The cold can’t keep buyers away in the Rockies. The Boise, Denver, Salt Lake City, and St. George markets collectively saw significant closings in the new home market throughout 2014, and while some of the Nation’s hottest metros had a slower end to the year, the area kept a steady sales pace in the fourth-quarter with promise of continued momentum into this year. While prices have spiked enormously in markets seeing similar demand nationwide, most of the Rocky Mountain region held price points somewhat steady throughout the year. What’s the secret to the four metros set-up for solid sales numbers in 2014? Here are some of the trends.

Catering to the Current Consumers

Although prices didn’t skyrocket in the Rocky Region in 2014, affordability for the entry-level buyer was not the the easiest mark, and builders knew it. In the Denver market, for example, fourth-quarter closings out-paced the third-quart by about 300 new homes despite a decrease in new homes under $300,000. Only 16% of new homes in the market sold for less than $300,000 in 2014, compared to 26% in 2013 and 41% in 2012. So, builders have catered most directly to the market’s move-up buyers. In the Salt Lake area, while a strong 2013 led to a year-over-year decrease in single-family starts for 2014, attached starts rose 28% from the last quarter and 10% over last year, and closings in the fourth-quarter kept up overall with the third, declining by just 7 closings.  

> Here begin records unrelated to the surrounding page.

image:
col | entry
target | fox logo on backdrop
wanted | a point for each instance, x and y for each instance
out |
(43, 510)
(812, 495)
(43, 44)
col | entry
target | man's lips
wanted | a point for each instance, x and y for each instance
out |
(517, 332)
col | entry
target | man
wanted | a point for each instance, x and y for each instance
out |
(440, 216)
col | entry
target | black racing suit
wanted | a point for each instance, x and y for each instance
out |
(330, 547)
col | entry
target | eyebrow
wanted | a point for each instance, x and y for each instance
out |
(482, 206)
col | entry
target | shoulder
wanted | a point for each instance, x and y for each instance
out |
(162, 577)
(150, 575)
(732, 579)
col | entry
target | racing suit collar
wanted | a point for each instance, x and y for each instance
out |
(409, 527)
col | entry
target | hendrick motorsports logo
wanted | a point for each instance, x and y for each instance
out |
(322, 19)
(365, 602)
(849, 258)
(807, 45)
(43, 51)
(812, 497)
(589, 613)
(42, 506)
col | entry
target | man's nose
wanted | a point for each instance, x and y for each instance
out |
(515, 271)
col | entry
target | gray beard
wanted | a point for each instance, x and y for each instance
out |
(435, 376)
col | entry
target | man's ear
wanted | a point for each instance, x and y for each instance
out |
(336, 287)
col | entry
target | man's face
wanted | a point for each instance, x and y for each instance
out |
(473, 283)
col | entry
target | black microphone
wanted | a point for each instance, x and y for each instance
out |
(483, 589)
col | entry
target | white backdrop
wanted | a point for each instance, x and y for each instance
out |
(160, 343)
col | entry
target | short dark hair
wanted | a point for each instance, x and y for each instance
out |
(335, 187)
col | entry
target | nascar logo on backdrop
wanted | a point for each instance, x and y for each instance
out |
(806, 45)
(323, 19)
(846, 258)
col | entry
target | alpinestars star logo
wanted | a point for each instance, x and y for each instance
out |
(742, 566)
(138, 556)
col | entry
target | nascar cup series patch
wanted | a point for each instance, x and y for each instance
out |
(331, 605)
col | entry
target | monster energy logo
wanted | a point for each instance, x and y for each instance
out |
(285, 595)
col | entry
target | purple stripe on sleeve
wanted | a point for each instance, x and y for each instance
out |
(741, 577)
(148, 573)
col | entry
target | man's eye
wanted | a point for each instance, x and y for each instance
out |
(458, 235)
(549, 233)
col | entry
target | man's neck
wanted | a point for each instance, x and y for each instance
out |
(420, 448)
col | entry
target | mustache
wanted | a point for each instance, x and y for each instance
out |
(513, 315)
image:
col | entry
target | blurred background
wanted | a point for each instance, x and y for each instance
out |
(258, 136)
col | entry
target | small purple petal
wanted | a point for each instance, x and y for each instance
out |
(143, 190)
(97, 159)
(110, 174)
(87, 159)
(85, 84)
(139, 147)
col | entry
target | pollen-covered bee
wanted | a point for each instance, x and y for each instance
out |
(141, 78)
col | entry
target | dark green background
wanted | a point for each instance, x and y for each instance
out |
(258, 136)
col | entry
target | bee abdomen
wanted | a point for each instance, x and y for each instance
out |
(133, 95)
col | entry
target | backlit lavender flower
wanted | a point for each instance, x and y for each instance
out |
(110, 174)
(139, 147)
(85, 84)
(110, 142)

Gainfully Employed Economies

While this is outside builders’ control, there’s no underestimating the impact low unemployment and steady job growth will have on a healthy new home market. All four of the Rocky markets featured here have below national unemployment (and all below 4% unemployment at the end of 2014). The Greater Salt Lake area saw an additional 5,000 jobs created as of November compared to last year’s 22,500. Boise is at a 2.4% annual job growth rate as of the fourth-quarter, Denver experienced its third consecutive year of a job growth rate north of 2.5% in 2014, and St. George has held a rate of more than 5%.

Lots of Keeping Up

Lot supply presents both opportunities and challenges in these Rocky Mountain markets. A key to success in these markets has been a lot delivery pace that keeps up with starts. In Denver, lot deliveries outpaced starts for the first time since 2007—lot count decreased 7%, but starts grew 19% for the year. The problem here is that lots for homes under $250,000 are hard to come by in Denver, but supply for the move-up buyer remains healthy. In the Salt Lake City area, VDL inventory was up in 2014 by 5% from 2013, but desirable lots are still in short order. With Denver as the exception, the other three markets saw an increase in months supply of Vacant Developed Lots (VDLs) year-over-year from 4Q13 to 4Q14.

Regional Builders Steal the Show

While Richmond American Homes led closings in the fourth-quarter in Denver, the other three markets were dominated by closings from some regional builders. CBH Homes led closings for the quarter in Boise with 119 closings in Boise City, Ivory Homes led the market in Salt Lake City with 82 new homes closed, and Ence Brothers Construction Inc. led in St. George with 39. For a market like Salt Lake where DR Horton and MDC still have a presence, it was a quarter for the smaller guys to shine.